A stream worker performs complex event processing on data in motion, also called streams. Macrometa GDN allows you to integrate streaming data and take appropriate actions. Most stream processing use cases involve collecting, analyzing, and integrating or acting on data generated during business activities by various sources.
|Collect||Receive or capture data from various data sources.|
|Analyze||Analyze data to identify interesting patterns and extract information.|
|Act||Take actions based on the findings. For example, running simple code, calling an external service, or triggering a complex integration.|
|Integrate||Provide processed data for consumer consumption.|
You can process streams to perform the following actions with your data:
- Transform data from one format to another. For example, from text to JSON.
- Enrich data received from a specific source by combining it with databases and services.

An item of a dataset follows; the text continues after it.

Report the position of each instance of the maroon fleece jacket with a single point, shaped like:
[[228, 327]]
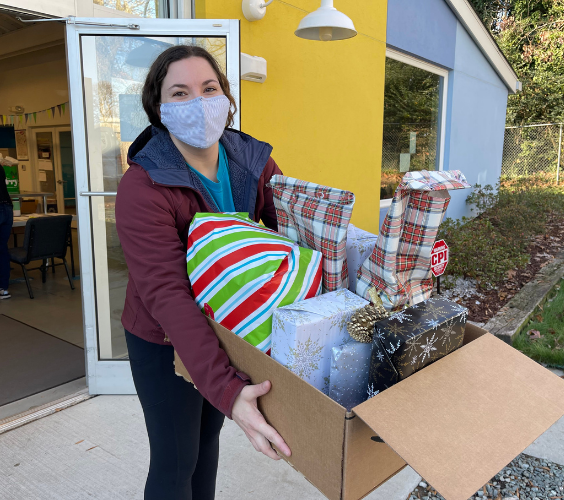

- Correlate data by joining multiple streams to create an aggregate stream.
- Filter data and events based on conditions such as value ranges and string matching.
- Clean data by filtering it and by modifying the content in messages. For example, obfuscating sensitive information.
- Derive insights by identifying event patterns in data streams.
- Summarize data with time windows and incremental aggregations.
- Extract, transform, and load (ETL) collections, tailing files, and scraping HTTP endpoints.
- Integrating stream data and trigger actions based on the data. This can be a single service request or a complex enterprise integration flow.
- Consume and publish events.
- Run premade and custom functions.
- Query, modify, and join the data stored in tables which support primary key constraints and indexing.
- Rule processing based on single event using
matchfunctions, and many others.
These actions allow you to build robust global data processing and integration pipelines at the edge by combining powerful stream processing, multi-model database and geo-replicated streams capabilities.
Best practice is to keep stream worker functionality limited to one business use case per stream worker. Additionally, stream workers can use shared sinks and sources to reduce code duplication and improve maintainability.
The architecture of Macrometa stream processing engine fits this natural flow. Following are the major components of our stream processing engine.
The stream processing engine receives data event-by-event and processes them in real-time to produce meaningful information i.e.,
- Accept event inputs from many different types of sources.
- Process them to transform, enrich, and generate insights.
- Publish them to multiple types of sinks.
To use stream processor, you need to write the processing logic as a stream application using streaming SQL language which is discussed in the Stream Query Guide.
When the stream application is published, it:
- Consumes data one-by-one as events.
- Pipe the events to queries through various streams for processing.
- Generates new events based on the processing done at the queries.
- Finally, sends newly-generated events through output to streams.